«Non chiedere la grazia non significa essere innocenti, ma solo non riconoscere il codice che ti ha condannato», scriveva il 15 agosto 2013, Francesco Merlo su Repubblica. Lo sdegno dell’editorialista riguarda Silvio Berlusconi, colpevole di non domandare la grazia (sottovoce) ma di esigerla nelle pubbliche piazze. «La grazia – argomenta Merlo – non è una larga intesa ma al contrario un piccolo grande gesto che il capo dello Stato compie con il minimo di pubblicità possibile perché è pudore, è discrezione».
Merlo è uno dei tanti che oggi subordina la concessione presidenziale della grazia al pubblico pentimento di Berlusconi, all’omaggio vassallatico al capo del Csm che gli è impossibile fare.

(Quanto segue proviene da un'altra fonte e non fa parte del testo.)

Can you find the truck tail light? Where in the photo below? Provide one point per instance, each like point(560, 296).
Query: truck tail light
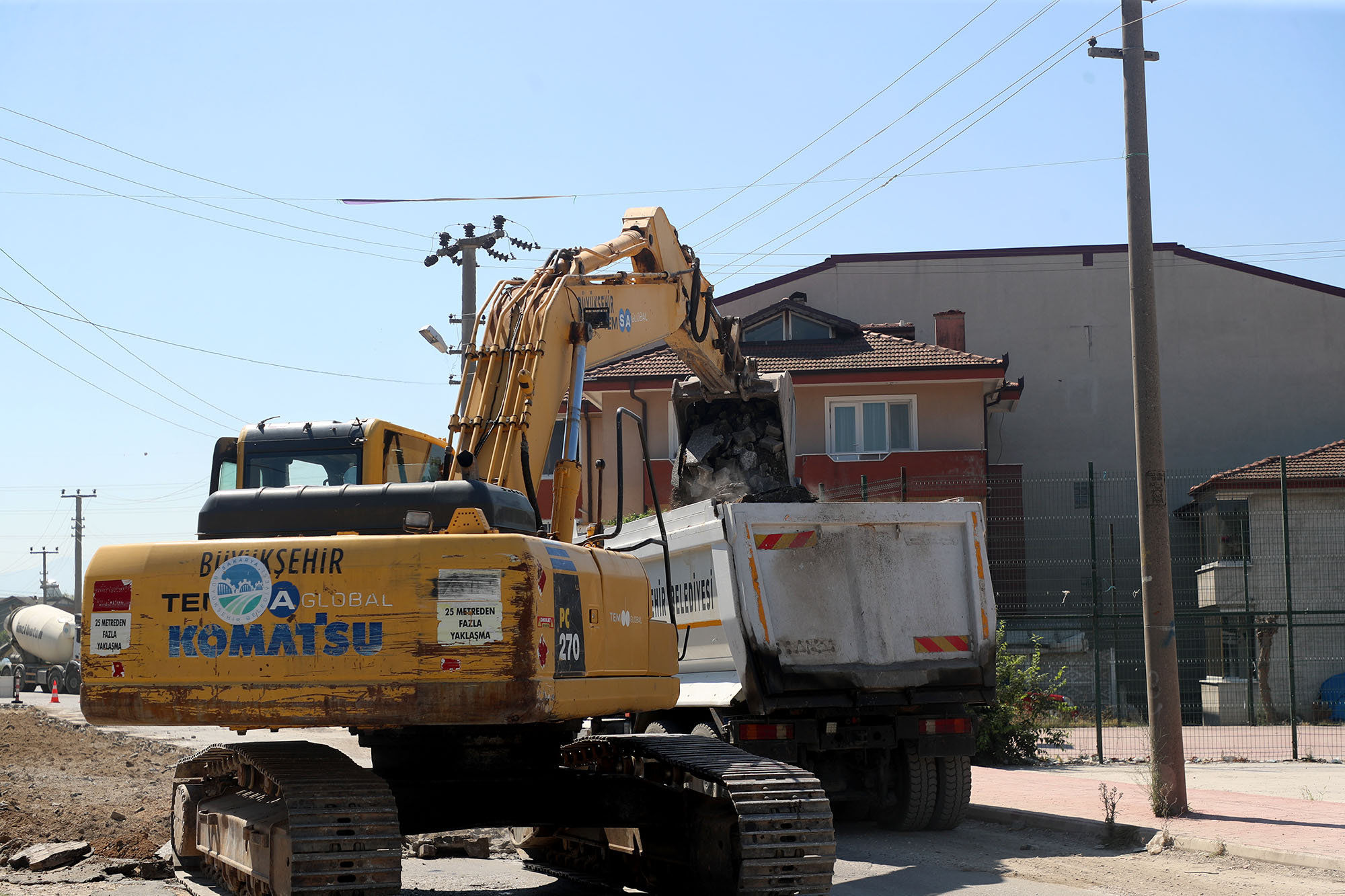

LA GRAZIA PER SOFRI. Come tanti, Merlo ha cambiato parecchie volte idea. Non occorrono grandi sforzi per ricordare il caso di Adriano Sofri, l’ex leader di Lotta Continua, condannato in via definitiva a 22 anni di carcere per l’omicidio del commissario Calabresi. È passato appena un decennio da quando Merlo non aveva problemi a difendere la sua causa sul Corriere della Sera, dove tesseva le lodi delle larghe intese che si erano attivate per convincere il Presidente della Repubblica a concedere una grazia che, come quella di Berlusconi, non fu mai richiesta dall’interessato.

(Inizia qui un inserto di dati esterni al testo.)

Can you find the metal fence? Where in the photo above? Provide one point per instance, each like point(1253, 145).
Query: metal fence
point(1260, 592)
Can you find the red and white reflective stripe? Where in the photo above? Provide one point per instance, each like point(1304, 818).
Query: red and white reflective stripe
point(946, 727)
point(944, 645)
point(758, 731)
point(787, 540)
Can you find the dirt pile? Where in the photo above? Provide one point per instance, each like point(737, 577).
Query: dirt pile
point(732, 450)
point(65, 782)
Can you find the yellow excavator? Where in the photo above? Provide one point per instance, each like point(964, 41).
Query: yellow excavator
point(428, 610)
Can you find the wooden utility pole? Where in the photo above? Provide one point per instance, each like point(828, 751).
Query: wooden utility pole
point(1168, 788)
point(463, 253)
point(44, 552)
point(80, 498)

MERLO: “BRAVO BERLUSCONI”. In un articolo sul Corriere della Sera, nel 2002, Merlo addirittura elogiò Berlusconi, che in una lettera al Foglio si era dichiarato favorevole alla causa di Sofri: Berlusconi «ha fatto un servizio a tutti quelli che non sopportano più Sofri in galera», spiegò Merlo: «Non tanto a quelli che credono nella sua “non colpevolezza penale” (che è materia affidata e già risolta dai giudici), ma soprattutto a quelli che non vogliono fermare la storia a trent’anni fa, magari perché sanno che i propri pensieri di allora erano gli stessi pensieri di Sofri, e che lui sta in prigione in rappresentanza di una generazione, sicuramente al posto di un altro, perché il Sofri di oggi non è il Sofri di una generazione fa». A quanto pare, anche Merlo.

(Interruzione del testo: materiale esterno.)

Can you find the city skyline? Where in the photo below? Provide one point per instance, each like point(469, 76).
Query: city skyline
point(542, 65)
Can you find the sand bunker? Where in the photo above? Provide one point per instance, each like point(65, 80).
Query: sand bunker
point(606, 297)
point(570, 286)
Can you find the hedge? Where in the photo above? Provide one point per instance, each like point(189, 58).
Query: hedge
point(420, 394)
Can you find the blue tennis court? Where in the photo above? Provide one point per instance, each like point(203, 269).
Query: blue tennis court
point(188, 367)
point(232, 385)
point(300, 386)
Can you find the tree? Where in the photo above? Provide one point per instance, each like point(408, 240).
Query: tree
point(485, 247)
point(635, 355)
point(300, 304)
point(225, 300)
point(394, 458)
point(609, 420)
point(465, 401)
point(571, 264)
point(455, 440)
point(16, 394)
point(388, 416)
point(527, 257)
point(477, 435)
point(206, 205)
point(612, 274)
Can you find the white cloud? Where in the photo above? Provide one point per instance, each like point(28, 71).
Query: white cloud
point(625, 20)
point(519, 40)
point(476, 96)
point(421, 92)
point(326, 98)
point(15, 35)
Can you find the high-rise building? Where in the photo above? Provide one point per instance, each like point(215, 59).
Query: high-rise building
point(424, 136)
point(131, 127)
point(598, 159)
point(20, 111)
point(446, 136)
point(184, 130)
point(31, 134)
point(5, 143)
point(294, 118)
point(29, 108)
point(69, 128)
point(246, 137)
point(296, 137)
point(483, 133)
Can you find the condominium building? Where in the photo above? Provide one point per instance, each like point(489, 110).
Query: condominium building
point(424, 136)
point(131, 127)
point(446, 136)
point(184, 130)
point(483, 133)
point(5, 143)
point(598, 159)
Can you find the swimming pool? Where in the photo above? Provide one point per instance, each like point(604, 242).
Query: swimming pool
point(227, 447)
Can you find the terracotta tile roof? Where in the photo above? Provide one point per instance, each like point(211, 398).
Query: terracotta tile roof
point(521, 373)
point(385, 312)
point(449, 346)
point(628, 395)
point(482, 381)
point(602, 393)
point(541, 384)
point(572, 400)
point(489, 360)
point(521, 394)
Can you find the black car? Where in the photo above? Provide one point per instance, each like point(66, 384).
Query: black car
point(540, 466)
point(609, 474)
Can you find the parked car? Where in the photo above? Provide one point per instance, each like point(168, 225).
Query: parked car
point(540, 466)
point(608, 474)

IL PRESIDENTE E LA GRAZIA. Quando si trattava la grazia per Sofri, tutto era diverso, non solo per l’intellighenzia di sinistra ma anche per il capo del Csm, l’allora presidente della Repubblica Carlo Azeglio Ciampi. Nonostante l’assenza di pentimento del reo, Ciampi, per concedergli la grazia, arrivò a sollevare un conflitto istituzionale con il ministro della Giustizia, il leghista, Guido Castelli. E dire che si trattava di un condannato per omicidio. Oggi Napolitano spiega che, per un ex presidente del Consiglio, condannato definitivamente da una sezione feriale al terzo processo per il medesimo fatto, cioè una frode fiscale, «non ci sono le condizioni per l’intervento del capo dello Stato». Conoscendo la vicenda di Sofri e paragonandola a quella di Berlusconi, possono davvero sorprendere i toni “sovversivi” usati dal capo di Forza Italia?